Question: I need to upload my 10x Genomics data to the National Center for Biotechnology Information (NCBI) Gene Expression Omnibus (GEO), Sequence Read Archive (SRA), or other similar database. Which file(s) should I upload to ensure reproducibility?
Answer: The files to submit to NCBI GEO or SRA depend on the 10x Genomics platform and product used to generate the data. Researchers should carefully consider which files are needed to reproduce all relevant results for their specific experiment. Researchers should also check with relevant funding agencies and journal editorial policies, as best practices will continue to evolve. For a recent example of a GEO/SRA submission that includes Chromium, Visium, and Xenium data, see the superset associated with Janesick et al. (2023), Nature Communications.
Below are our latest data archiving guidelines for the Chromium, Visium, and Xenium platforms.
Chromium
For Chromium data, 10x generally recommends archiving the R1 and R2 FASTQs instead of the BAM file. Cell Ranger v8.0 and later has made `--create-bam` a required parameter. 10x recommends not creating a BAM for 10x Genomics Chromium V(D)J, which does not contain all the necessary tags for reversion to original FASTQ data, and for probe-based assays (Flex). However, the following exceptions apply:
- We recommend submitting the BAM file for Chromium CellPlex data and for Hashtag Multiplexing data. For more information, see Which CellPlex data files should be uploaded/downloaded to/from public repositories such as SRA/GEO?
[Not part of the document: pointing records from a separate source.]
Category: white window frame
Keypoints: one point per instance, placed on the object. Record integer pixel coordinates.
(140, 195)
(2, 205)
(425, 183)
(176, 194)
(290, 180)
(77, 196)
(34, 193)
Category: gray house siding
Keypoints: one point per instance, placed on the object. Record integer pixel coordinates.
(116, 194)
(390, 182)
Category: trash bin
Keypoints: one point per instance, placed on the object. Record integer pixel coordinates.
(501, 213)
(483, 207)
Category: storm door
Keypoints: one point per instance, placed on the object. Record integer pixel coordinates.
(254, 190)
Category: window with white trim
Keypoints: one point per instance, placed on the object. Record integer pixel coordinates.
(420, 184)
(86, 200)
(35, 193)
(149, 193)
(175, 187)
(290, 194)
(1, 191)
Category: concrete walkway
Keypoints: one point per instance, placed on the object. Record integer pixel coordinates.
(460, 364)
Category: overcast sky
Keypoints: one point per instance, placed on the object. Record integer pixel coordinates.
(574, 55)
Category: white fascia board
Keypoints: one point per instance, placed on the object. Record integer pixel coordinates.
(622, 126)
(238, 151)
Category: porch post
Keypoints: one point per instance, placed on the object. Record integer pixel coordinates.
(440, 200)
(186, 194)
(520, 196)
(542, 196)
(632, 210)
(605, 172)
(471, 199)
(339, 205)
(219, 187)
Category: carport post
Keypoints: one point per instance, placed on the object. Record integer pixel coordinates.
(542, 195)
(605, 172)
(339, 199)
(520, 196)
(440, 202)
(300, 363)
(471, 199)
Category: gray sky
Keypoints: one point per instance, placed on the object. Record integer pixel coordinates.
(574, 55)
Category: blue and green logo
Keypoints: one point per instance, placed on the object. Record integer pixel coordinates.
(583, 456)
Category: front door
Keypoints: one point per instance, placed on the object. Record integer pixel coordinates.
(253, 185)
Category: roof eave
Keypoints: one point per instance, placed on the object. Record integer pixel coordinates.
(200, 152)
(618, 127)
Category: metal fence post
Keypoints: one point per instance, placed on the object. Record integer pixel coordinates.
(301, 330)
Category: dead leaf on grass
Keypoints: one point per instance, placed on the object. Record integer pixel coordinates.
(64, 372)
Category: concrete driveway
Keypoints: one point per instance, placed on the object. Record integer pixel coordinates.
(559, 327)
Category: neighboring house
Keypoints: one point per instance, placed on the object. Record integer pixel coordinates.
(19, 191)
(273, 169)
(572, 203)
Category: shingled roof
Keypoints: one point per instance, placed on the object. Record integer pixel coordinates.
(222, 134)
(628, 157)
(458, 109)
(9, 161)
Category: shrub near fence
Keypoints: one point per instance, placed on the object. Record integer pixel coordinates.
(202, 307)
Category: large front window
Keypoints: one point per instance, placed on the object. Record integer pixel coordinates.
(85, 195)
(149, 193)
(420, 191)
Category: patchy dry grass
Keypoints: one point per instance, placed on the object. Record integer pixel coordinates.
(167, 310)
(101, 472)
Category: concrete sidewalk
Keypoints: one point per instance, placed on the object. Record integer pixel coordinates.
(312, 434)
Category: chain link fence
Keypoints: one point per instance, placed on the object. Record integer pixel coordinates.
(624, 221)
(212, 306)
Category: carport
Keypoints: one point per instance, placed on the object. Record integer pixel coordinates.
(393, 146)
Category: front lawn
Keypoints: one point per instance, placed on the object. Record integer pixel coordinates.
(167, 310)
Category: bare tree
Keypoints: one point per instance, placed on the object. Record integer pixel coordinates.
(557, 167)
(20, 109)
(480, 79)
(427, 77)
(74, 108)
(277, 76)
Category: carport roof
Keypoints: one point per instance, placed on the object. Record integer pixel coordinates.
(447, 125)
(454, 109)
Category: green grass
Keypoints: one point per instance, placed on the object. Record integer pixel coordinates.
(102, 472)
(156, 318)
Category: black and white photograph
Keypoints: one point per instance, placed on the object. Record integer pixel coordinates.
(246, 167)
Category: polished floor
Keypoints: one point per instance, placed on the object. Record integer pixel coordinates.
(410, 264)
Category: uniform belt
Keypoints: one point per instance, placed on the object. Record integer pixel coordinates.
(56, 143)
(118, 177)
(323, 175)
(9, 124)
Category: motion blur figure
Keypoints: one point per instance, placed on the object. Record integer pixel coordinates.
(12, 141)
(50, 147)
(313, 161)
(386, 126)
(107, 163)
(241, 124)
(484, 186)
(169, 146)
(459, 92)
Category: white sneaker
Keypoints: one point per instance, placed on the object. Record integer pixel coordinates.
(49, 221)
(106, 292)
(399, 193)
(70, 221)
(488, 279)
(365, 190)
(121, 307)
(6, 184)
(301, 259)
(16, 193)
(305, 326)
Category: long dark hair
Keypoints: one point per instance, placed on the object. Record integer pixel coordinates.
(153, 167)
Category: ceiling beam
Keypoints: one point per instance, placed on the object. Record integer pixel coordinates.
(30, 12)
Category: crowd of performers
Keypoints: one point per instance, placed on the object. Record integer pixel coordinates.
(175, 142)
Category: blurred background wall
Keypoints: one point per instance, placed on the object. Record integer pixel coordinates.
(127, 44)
- For multiplex Flex and On Chip Multiplexing (OCM) data, if submission of data from individual samples pooled in a library is required/preferred, one can convert the per-sample BAM files to per-sample FASTQ files by following the instructions in this article.
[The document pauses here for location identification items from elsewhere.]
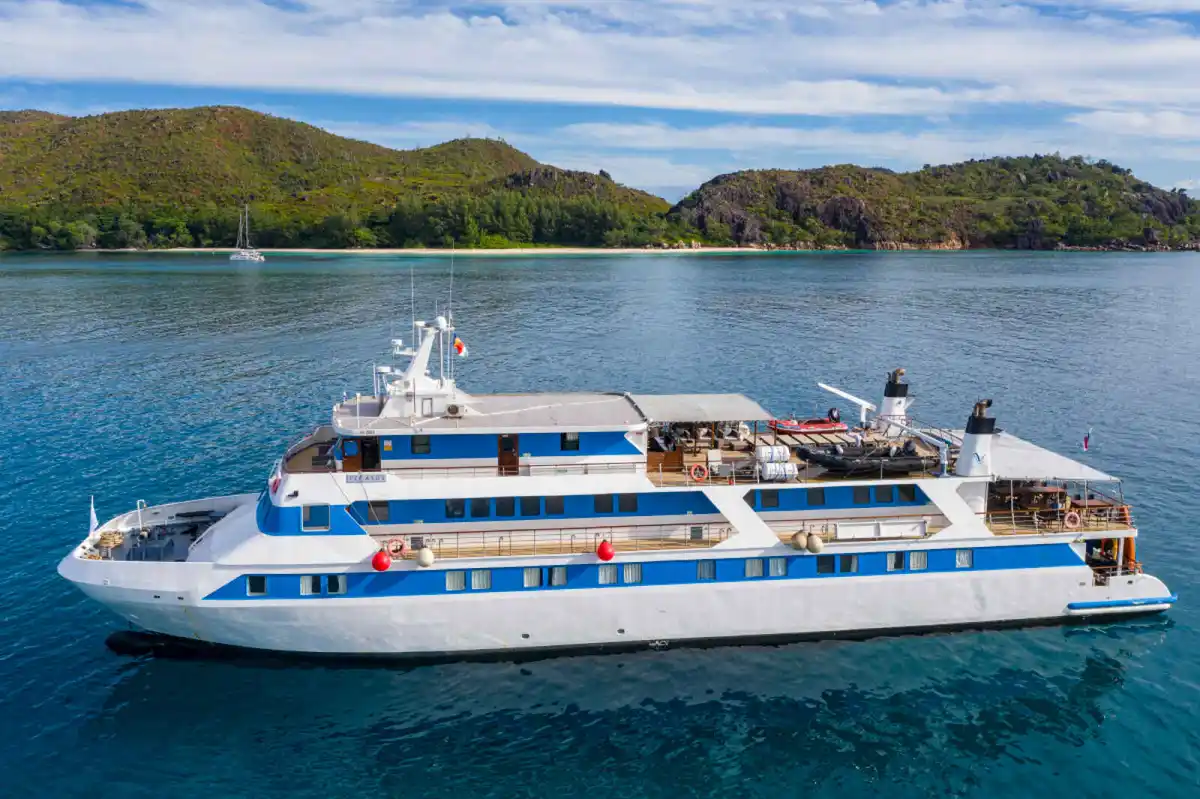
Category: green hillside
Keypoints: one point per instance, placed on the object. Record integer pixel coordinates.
(1037, 202)
(181, 174)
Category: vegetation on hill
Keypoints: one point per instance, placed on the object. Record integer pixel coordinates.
(178, 178)
(1035, 203)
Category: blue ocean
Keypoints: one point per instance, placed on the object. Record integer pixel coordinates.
(178, 376)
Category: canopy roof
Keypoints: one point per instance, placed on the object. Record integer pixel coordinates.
(1014, 458)
(699, 407)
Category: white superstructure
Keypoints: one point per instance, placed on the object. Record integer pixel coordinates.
(424, 521)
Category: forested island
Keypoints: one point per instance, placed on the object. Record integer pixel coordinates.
(177, 178)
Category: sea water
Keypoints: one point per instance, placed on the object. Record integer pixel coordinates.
(172, 377)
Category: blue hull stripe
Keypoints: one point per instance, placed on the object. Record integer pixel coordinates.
(427, 582)
(1133, 602)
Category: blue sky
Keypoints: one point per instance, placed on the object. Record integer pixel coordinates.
(663, 94)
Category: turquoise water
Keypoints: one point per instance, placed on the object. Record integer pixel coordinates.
(173, 377)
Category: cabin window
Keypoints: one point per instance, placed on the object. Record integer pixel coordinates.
(378, 511)
(316, 517)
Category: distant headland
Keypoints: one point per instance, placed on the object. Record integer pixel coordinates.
(177, 179)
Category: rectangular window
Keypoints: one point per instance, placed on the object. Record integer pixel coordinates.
(316, 517)
(378, 511)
- For Epi ATAC and Epi Multiome ATAC data, the R1, R2, and R3 FASTQ files are required to reproduce the analysis, and all relevant information is stored in the BAM file output from the `cellranger-atac` or `cellranger-arc` pipelines. Therefore, uploading the 10x BAM file is the best way to archive Epi ATAC data. Users can convert 10x BAM files back to FASTQ format using the 10x Genomics tool bamtofastq.
Visium
For Visium spatial applications, 10x recommends archiving R1 and R2 FASTQs. As with Cell Ranger, BAM files are no longer generated by default by Space Ranger, and are not recommended for probe-based assays due to unnecessary computational overhead. Otherwise, BAM files are an acceptable alternative for data archiving (use `--create-bam` in `spaceranger count`). In addition to the sequence data, it is necessary to make the microscope and CytAssist images available because they are required inputs to Space Ranger. It is also highly recommended to document the Visum slide serial number and capture area.
Xenium
We recommend archiving Xenium raw data outputs, which consist of 1) decoded transcripts with assigned Phred-scaled Q-Scores and 2) high-resolution morphology images. For more details, see Archiving Xenium Data.